Thanks to the excellent train network in France, which is run by the state owned train company SNCF, train travel in France is a pleasant, efficient and reasonably priced experience. Societe Nationale de Chemins de Fer, or SNCF, is responsible for maintaining the train services in France and part of the reason why train travel in France is so good is because the company is heavily subsidized by the French government. It was largely through government funding that the high speed TGV train in France was developed.
The network of trains in France is extensive and reaches almost everywhere in the country. The only problem is however that because the train network in France is designed around Paris, you often have to go through Paris even when traveling between two provincial towns.
The train network in France is designed so that all major lines begin in Paris and spread out in different directions to service the different regions of France. France has six major train stations which means that often when traveling by train in France, changing trains in Paris also necessitates changing train stations.
Train Tracks in France
Approximately half of the train tracks on the train network in France are electric; however, they carry up to 80% of the total number of trains that run in France.
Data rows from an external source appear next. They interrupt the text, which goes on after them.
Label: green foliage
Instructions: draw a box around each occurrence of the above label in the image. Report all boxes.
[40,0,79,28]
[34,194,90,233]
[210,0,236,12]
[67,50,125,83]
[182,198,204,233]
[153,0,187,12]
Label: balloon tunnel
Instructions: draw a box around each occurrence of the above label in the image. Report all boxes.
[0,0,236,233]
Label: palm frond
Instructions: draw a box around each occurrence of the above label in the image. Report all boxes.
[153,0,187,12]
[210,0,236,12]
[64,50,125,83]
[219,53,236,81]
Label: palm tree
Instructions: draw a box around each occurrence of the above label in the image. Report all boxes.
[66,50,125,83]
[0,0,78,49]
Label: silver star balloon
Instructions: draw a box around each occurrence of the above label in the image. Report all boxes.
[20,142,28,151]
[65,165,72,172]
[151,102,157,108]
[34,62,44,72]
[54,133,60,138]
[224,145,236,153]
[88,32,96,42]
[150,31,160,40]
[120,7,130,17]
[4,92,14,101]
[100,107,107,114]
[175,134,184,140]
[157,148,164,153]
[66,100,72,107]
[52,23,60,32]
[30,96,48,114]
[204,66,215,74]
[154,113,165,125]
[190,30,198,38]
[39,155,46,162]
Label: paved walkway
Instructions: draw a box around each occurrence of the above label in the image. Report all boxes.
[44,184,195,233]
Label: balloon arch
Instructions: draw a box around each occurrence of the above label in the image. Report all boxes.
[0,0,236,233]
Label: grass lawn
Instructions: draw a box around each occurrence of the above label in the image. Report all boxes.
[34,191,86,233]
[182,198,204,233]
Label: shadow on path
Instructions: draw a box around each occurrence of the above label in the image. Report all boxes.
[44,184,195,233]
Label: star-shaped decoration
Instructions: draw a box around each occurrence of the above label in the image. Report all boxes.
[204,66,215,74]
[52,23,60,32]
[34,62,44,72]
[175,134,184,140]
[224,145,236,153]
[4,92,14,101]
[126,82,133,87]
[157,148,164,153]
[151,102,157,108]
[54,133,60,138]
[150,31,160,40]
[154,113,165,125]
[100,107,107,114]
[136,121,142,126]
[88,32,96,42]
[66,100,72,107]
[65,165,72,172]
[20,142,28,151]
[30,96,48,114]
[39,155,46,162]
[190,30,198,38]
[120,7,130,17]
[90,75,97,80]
Train Travel Information in France
Information about train times and train tickets in France can be obtained from the ticket window, or guichet, of any staffed train station in France. If you intend to do a lot of train travel in one region of France ask for a guide regionale des transports which is published by the local government. Otherwise ask for a horaire, which is available free at major train stations in France.
Train Travel & Luggage in France
Major train stations in France have left luggage offices where you can leave bags and bicycles for up to 24 hours. Many train stations also have consigne automatique, which are computerized lockers that enable you to store your luggage for up to 3 days. You simply pay the fee and you’re given a lock code.